Note:
This topic has been translated from a Chinese forum by GPT and might contain errors.
Original topic: 一条sql显示慢在not(isnull(字段)),是什么原因?
【TiDB Usage Environment】Production Environment
【TiDB Version】
【Reproduction Path】What operations were performed that led to the issue
【Encountered Issue: Issue Phenomenon and Impact】
【Resource Configuration】Go to TiDB Dashboard - Cluster Info - Hosts and take a screenshot of this page
【Attachments: Screenshots/Logs/Monitoring】
Testing sql.sql (11.3 KB)
Untitled.xlsx (12.0 KB)
time:1.38s, loops:830, cop_task: {num: 121, max: 89.5ms, min: 432.2µs, avg: 13.3ms, p95: 44.4ms, max_proc_keys: 20480, p95_proc_keys: 20478, tot_proc: 936ms, tot_wait: 290ms, rpc_num: 121, rpc_time: 1.6s, copr_cache_hit_ratio: 0.11, distsql_concurrency: 15}, tikv_task:{proc max:48ms, min:0s, avg: 9.12ms, p80:22ms, p95:35ms, iters:1116, tasks:121}, scan_detail: {total_process_keys: 584729, total_process_keys_size: 178611036, total_keys: 584909, get_snapshot_time: 14.1ms, rocksdb: {key_skipped_count: 1169046, block: {cache_hit_count: 8000, read_count: 24, read_byte: 39.7 KB, read_time: 72.7µs}}}
Does the result of process_keys above match your expectations?

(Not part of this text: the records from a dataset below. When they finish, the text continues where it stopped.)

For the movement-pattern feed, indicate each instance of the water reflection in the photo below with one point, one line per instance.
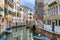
(20, 34)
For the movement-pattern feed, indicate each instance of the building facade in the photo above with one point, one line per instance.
(51, 18)
(39, 6)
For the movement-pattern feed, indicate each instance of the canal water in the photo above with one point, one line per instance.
(20, 33)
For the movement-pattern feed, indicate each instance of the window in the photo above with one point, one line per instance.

key_skipped_count: 1169046 (Is there a large amount of deletion in the table data?)
There should not be a large amount of data being deleted during the query.
The key_skipped_count
is the number of MVCC versions that have not yet been garbage collected. Both update and delete operations will cause this number to rise. If there were a large number of delete or update operations before the SQL execution, then this value might be correct. You can check the GC time you have set; if it is long, you can appropriately reduce it. This way, the MVCC will be significantly reduced, and it won’t scan too much useless data.
I didn’t see any areas that could be optimized.

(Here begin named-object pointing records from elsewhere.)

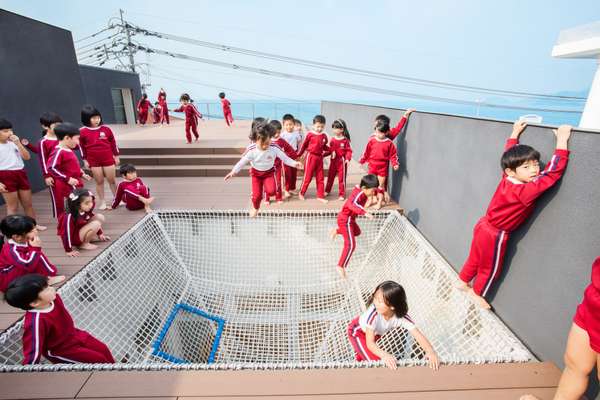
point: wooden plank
(315, 382)
(49, 385)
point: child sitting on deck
(132, 190)
(261, 154)
(387, 309)
(48, 329)
(511, 204)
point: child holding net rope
(261, 154)
(387, 309)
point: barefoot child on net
(22, 252)
(48, 329)
(387, 309)
(261, 154)
(347, 226)
(513, 201)
(79, 226)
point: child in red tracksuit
(226, 109)
(44, 149)
(79, 226)
(48, 329)
(341, 154)
(132, 190)
(347, 226)
(289, 151)
(63, 165)
(99, 151)
(261, 154)
(380, 151)
(191, 117)
(22, 254)
(511, 204)
(315, 144)
(143, 107)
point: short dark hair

What is the issue with SQL?
Could you please post the specific SQL?
The image is not visible. Please provide the text you need translated.
The value of key_skipped_count: 1,169,046 is a bit large. Check the cluster GC settings and see if you can speed it up. After re-running the GC, running the SQL should be faster.
not(isnull(et.atdpersonpaycode.paycode))
Corresponding to ON AC.id = PCODE.paycode
When PCODE goes back to the table, it needs to find rows where paycode is not null (this is slow) and then perform a hash join with AC.
It looks like the index selection is not very reasonable. Try analyzing the PCODE table first.
First, manually analyze the involved tables, then execute the select statements in the WITH clause separately to check the speed and the amount of returned data.
isnull should not use an index.
Already analyzed this table, it’s useless.
I tested that as long as there is a join query in TiDB, there will be this isnull.
Please post the SQL and execution plan after anonymizing them.
I don’t understand what desensitization means, but the execution plan and SQL are both here.
Sorry, I clicked earlier thinking it was an image
In the execution info, the time represents the total wall time from entering the operator to leaving the operator, including the total execution time of all sub-operator operations. If the operator is called multiple times by the parent operator (loops), this time is the cumulative time. Loops is the number of times the current operator is called by the parent operator.
In your SQL, it can be understood as the time taken for PCODE to return to the table after index scanning. Here, 3,026,973 rows are returned to the table, which is too many, so it is slow. You can try to make the PCODE table use HASH JOIN.
What is the function of hash join that you mentioned? How does it work, what is the principle, and are there any articles to learn from?